What does each new predictor get in a multiple regression model?

A

Each new predictor gets its own slope (coefficient), which shows how much the outcome changes with that predictor, assuming other factors are held constant.

91
Q

Can adding a predictor always help the model?

A

No, sometimes adding a predictor doesn’t help much if it doesn’t explain much more about the outcome.
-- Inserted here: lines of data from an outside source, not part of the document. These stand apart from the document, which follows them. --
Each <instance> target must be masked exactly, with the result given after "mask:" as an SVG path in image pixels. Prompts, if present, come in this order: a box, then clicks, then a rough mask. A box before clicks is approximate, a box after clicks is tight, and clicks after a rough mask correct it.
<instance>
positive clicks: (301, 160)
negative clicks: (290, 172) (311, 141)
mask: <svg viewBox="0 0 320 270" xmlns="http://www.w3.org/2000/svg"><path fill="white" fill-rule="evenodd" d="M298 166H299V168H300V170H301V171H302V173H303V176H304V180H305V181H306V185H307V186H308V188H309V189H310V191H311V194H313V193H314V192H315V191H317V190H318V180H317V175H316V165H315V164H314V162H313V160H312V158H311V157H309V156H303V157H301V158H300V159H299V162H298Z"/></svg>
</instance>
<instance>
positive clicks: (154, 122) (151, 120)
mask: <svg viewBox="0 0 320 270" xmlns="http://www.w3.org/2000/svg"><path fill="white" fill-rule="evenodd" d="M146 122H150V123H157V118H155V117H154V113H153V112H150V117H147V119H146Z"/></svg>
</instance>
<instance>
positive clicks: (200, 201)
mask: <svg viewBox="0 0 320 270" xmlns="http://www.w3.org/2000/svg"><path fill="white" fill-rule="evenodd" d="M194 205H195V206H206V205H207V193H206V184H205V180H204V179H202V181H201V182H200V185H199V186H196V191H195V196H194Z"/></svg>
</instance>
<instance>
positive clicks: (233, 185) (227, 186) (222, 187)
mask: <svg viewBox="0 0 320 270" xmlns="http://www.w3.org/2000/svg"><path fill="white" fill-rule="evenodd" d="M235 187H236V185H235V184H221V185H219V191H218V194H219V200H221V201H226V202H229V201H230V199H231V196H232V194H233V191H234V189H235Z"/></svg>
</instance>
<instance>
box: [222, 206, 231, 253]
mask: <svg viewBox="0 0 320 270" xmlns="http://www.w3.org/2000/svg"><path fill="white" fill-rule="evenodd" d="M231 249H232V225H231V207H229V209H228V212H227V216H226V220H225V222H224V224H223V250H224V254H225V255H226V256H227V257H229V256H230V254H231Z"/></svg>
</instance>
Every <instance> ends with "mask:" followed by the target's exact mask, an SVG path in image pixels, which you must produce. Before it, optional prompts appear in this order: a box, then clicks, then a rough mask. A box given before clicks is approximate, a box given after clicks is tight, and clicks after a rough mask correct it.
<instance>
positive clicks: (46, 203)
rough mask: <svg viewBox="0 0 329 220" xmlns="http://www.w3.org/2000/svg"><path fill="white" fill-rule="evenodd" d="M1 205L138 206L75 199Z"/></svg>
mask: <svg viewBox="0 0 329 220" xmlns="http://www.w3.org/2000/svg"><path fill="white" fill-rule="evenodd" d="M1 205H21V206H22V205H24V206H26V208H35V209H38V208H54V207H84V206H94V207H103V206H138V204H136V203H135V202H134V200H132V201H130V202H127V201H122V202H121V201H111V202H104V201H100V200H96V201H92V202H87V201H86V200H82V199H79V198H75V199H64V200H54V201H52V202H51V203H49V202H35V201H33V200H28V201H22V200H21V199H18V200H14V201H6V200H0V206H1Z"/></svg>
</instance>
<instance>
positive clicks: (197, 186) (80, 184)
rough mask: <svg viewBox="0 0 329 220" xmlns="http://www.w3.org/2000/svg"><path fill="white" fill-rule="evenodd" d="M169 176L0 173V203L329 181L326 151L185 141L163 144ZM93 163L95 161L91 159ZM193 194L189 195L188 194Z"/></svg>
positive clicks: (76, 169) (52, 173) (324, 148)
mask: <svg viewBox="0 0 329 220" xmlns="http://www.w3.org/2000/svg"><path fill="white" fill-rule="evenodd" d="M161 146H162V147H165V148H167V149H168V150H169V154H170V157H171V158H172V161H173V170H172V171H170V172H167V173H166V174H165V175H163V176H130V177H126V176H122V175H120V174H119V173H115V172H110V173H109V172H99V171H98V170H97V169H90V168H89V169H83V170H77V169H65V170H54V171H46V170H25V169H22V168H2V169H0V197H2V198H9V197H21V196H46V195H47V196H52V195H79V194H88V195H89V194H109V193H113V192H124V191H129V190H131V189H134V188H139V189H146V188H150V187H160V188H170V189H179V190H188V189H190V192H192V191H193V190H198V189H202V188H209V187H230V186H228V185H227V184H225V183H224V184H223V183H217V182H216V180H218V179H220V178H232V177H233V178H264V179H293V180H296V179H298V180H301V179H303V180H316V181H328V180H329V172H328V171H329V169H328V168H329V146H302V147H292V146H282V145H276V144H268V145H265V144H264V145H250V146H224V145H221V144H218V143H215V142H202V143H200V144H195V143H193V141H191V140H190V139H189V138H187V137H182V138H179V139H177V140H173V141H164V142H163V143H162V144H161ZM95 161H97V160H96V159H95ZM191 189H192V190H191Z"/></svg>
It may not improve the model’s predictions.

92
Q

What is the effect of adding a useful predictor to a model?

A

A useful predictor improves the model by explaining additional variability in the outcome, making predictions more accurate.

93
Q

How do predictors affect the outcome when there are multiple in the model?

A

Each predictor affects the outcome independently, and the model calculates how much the outcome changes with each predictor while keeping the others constant.

94
Q

What are qualitative input features in a multiple regression model?

A

Qualitative input features are categorical variables that represent groups or categories, such as gender, education level, or location

95
Q

Why do we need to code qualitative features in regression analysis?

A

We need to code qualitative features because regression models require numerical input, and coding converts categories into a numerical format.

96
Q

What is dummy coding in regression analysis?

A

Dummy coding converts a qualitative feature into multiple binary variables, each representing a category, with one category serving as the reference group.

97
Q

How would you code the qualitative feature “Color” with categories Red, Blue, and Green using dummy coding?

A

You would create two dummy variables:

Color_Red: 1 if Red, 0 otherwise
Color_Blue: 1 if Blue, 0 otherwise (Green would be the reference category)

98
Q

In a regression model, what does a coefficient for a dummy variable indicate?

A

It indicates how much the outcome variable is expected to change when that category is present compared to the reference category.

99
Q

What would a regression output look like for a qualitative feature “Location” coded as Urban, Suburban, and Rural?

A

You could have:

Intercept = $200,000
Coefficient for Location_Urban = +$50,000
Coefficient for Location_Suburban = +$30,000

100
Q

How would you interpret the coefficient for Location_Urban in the previous example?

A

If the house is in an Urban location, the predicted price is $200,000 + $50,000 = $250,000.

101
Q

What does coding qualitative features allow you to do in regression analysis?

A

Coding allows you to include non-numeric categories in the regression model, helping you understand their influence on the outcome variable.

102
Q

In layman’s terms, how can you think of qualitative features in a regression model?

A

Think of qualitative features as different flavors; coding them lets you see how each “flavor” affects the overall “taste” (outcome) you are predicting!